I disagree that we should always be moral. We assume that moral perceptions can be combined into a system we should follow. As ideal as it sounds, it is not the morality that holds our deepest values. It is human beings who created morality. Times when morality fails on us, are situations where one non-negotiable requirement comes into conflict with another, where “I must” crashes with “I can’t”. It is impossible to be always moral.
The Rationality Principle
Taking on the rationality principle idea, if one can get things they wished or desire easily without any conflicting variables then why not right? Things are simple when one realises that one ought to and can do something, especially if it is something that you can do without much of a sacrifice. In these cases, failure is avoidable. (which does not mean that one would not fail, it just means that one won’t necessarily fail). For example, if you are exercising in a park and happen to see a lost child, you would automatically make an intuitive judgement to help the child, which would not take up a huge effort on your part. Hence, it might seem like we performed a rational act, but, we did it to fulfil our subconscious want, which is to feel good about ourselves.
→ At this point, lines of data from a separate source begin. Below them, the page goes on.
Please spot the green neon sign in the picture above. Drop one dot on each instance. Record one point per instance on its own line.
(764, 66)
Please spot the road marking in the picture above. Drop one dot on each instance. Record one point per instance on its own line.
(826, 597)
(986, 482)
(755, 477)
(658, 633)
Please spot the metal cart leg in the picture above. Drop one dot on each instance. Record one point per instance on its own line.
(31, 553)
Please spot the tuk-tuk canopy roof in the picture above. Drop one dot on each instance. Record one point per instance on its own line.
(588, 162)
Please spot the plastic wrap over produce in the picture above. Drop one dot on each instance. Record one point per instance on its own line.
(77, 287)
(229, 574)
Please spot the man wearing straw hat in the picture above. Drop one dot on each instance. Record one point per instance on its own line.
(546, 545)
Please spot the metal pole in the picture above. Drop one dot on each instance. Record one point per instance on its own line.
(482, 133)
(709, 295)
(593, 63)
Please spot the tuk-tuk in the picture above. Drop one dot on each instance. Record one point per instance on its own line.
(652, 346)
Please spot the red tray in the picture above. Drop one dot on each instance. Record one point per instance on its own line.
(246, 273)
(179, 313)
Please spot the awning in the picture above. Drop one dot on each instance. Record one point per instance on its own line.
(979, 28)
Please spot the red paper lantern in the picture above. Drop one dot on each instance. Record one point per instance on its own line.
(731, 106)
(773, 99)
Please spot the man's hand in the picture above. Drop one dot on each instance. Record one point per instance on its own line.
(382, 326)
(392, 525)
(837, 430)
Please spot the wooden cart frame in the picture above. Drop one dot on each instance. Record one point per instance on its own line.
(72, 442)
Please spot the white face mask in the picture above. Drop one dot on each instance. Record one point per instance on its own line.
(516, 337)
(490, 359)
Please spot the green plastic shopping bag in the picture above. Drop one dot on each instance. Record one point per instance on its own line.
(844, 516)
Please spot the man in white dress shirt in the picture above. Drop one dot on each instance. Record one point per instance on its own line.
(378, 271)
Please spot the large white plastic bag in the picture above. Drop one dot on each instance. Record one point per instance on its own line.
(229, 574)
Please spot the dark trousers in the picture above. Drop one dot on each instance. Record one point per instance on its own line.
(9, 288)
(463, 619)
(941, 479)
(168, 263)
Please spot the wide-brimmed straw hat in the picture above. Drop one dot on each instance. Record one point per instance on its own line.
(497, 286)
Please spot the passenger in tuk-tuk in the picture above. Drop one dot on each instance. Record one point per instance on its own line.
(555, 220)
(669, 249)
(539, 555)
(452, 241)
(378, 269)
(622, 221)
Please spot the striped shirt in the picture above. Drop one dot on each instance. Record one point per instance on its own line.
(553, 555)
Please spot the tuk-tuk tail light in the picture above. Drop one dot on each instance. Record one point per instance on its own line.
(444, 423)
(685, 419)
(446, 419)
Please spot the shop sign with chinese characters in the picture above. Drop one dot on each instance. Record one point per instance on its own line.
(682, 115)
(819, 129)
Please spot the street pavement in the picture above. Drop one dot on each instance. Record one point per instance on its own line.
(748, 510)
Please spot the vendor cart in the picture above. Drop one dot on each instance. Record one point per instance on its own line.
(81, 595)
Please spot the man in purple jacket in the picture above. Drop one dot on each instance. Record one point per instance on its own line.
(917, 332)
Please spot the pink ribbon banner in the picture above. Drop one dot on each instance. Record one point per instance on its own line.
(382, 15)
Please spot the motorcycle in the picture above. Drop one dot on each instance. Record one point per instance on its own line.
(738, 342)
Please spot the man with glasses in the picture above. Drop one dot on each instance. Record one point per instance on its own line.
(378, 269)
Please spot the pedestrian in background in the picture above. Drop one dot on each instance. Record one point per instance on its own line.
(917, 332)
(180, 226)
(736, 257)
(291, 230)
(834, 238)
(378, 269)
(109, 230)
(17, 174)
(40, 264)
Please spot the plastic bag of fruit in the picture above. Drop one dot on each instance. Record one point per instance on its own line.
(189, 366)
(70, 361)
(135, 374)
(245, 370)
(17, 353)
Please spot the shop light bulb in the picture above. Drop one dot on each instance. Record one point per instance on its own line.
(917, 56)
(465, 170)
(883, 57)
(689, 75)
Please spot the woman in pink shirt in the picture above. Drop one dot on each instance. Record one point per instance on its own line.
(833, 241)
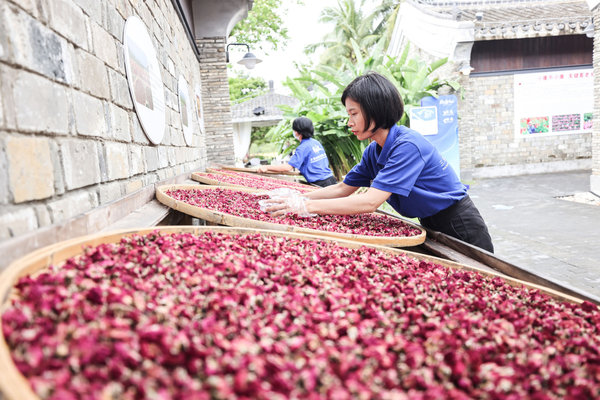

But moral life is not always as easy as the walk-in-the-park example implies, that you cannot always simply choose to do whatever you are morally required to do, and even if you can, it might not be easy to do. Some experiences of moral requirements are quite gratifying because you understand yourself to be obligated to do something that you can easily do, you go ahead to do it, and then feel good about yourself.
In some other cases, you may grasp that you are obligated to do something really hard, that involves a great sacrifice or risk, or that you must put in a huge amount of willpower to get yourself to do – like dedicating your life to end world hunger. Then you might experience life as painfully demanding. Most moral concepts do not help people to make sense of the experience of encountering impossible requirements. Eventually causing people to suffer the grief of failing to achieve them.
If one feels that he/she should always be moral, it shows that they feel like they have a moral requirement set for themselves. A moral requirement can also be referred to as a duty or obligation. Implying that one should always be moral (by putting other variables aside), means that moral requirements are non-negotiable. Moreover, throughout evolutions, values are sacralised and people believe that these requirements come with great authority associated with morality. Hence, people want to conform to what society constructed and be well-liked by the community.
It is impossible to always be a moral human being because moral values and the obligations to abide by those values are fundamentally constructed out of what we actually value and out of the collective experiences of requirement as a community.
For example, think about a woman who was raised conservatively. She might still face a sense of obligation to be submissive to her husband and might still be subconsciously disgusted by the thought of same-sex relationships. According to her morals, she might unconsciously think that it is right and required to be submissive to her husband and same-sex relationships are taboo. However, there are no “real” moral requirements as to why women should show dutifulness to men and no “real” moral prohibition against same-sex relationships. In this case, if there is a direct relationship between experience and moral requirements, then there is no way that our intuitive moral judgements are right and therefore should conclude that it is a right set of moral requirements that everyone should accept and follow.
In conclusion, a systematic framework does not exist. Thinking that we should always be moral by following a community to be well-liked is essentially setting ourselves up to moral conflicts that are impossible to solve.